The structure of this miniseries was interesting, and I’d like to talk about that before I do any of the resolutions it offered.

The four episodes that preceded this finale have been fantastic, but I’ve wondered the entire time how it was going to close off in only five hours. To be honest, they felt like the first four episodes of a really good 22-episode season. It focused on small things – Nisha’s loneliness, the tension between Paul and Ruth, Amy’s diagnosis  that could have run for much longer and gained some real momentum in a longer run, leading up to a more intense, dramatic finale. The way they told quiet, realistic stories about people was fascinating to me, but it also meant that it felt like it could have slow-burned a bit longer.
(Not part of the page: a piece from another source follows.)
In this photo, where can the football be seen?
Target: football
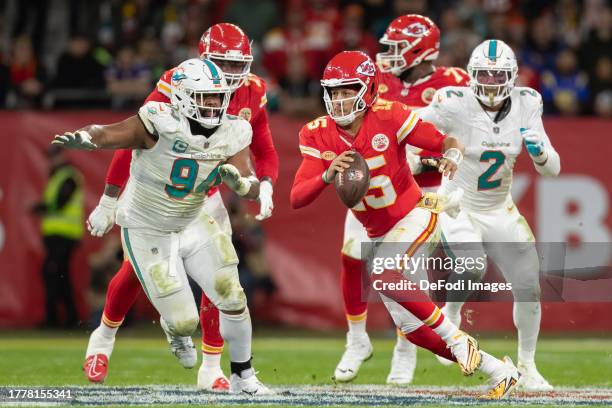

And the big takeaway is this: because the stories were so small, because the stakes were still rather low, the resolutions carried very little power. Helen’s turnaround is spurred by one supernatural moment, after the tension between she and Eddie has begun but before there’s any real danger in it. So, the family’s troubles are solved quickl within the hour: Helen encounters Alice, learns Scott has epilepsy that they’ve been ignoring, and they decide to move. Nothing really bad ever happens; presumably, Amy ‘gets better’ once they move, and we’ve seen that Scott lands on his feet. While the ‘everybody hugs’ scene was a little moving, and reminded me of my own family, it feels like this could have been pushed further for a more moving finale later down the line.

The tension with Mark and Nisha suffers the same fate, because a whole story had to be told within five episodes. It doesn’t go very far – Mark is a bit shouty at her, she worries about things in the house – before they sit down and sort through it, and this makes it feel like a very small argument that they won’t really remember five years down the road (except for, of course, the important revelations about Olive and Mark that surfaced ). Plus, their issues are resolved almost instantly because there needed to be room for them to chase down Ruth, upon learning her real name – something that, again, lacked tension because we all knew there was no real danger to new Alice in that scene.

And if anything was an anticlimax, it was the reveal of what really happened to Alice. Early on, with Alice missing her coat and cross, there was an implication that someone could have kidnapped and abused her, or something equally horrifying. Instead, the secret isnt at all about Alice, and the explanation is that Alice ran off into the river after discovering her grandfather in bed with another woman. Perhaps it’s because I’m used to sensationalistic North American stories, but things were much less intense than they were hinted at by the end of the pilot, and thus instead of fireworks at the end here, the episode merely meandered through the reolution of its plots, often hitting the quiet emotional notes it does so well, but never reaching the height a finale should.

But, if you disregard the bigger problem I took issue with, and the fact that very little happened to shock, it was a great little finale in terms of hitting the emotional notes it wanted to. Each family had a great quiet scene: Paul and Ruth in the train station, Helen announcing that she agrees with Eddie about moving, and Nisha and Mark laying their cards on the table and talking about their issues. Alex Kingston was brilliant here in the moments where this very rational-minded woman was forced to see there were things she didn’t, or couldn’t, know and, particularly, the moment with Scott’s seizure in the bathroom. I’ve never seen Dean Andrews elsewhere, but he really impressed me over the course of this miniseries too, completely inhabiting the role of Eddie to a degree than reminds you of how showy or off other ‘naturalistic’ performances can come off. Jamie Thomas King and Jodie Whittaker, to, nailed every emotional beat they were given in the grief and rage of the aftermath of Alice’s death. And Tessa Peake-Jones, the quiet villain in the 1968 era, somehow made Evelyn simultaneously awful and believable, making her final cruel decision all the more effecting.

Ultimately, though I was a bit disappointed with the ending, I really enjoyed the quiet resolutions to each character’s plots. I wish more were coming, but I’ll stick to enjoying the work these folks will be doing in the future. This has done one thing: made me more interested in checking out miniseries. I’ve often skipped over them, because the length would be as frustrating to me as a one-season show would. But Marchlands, in my confusion over its eventual fate, was a very enjoyable experience, and I’d hate to miss out on another like it.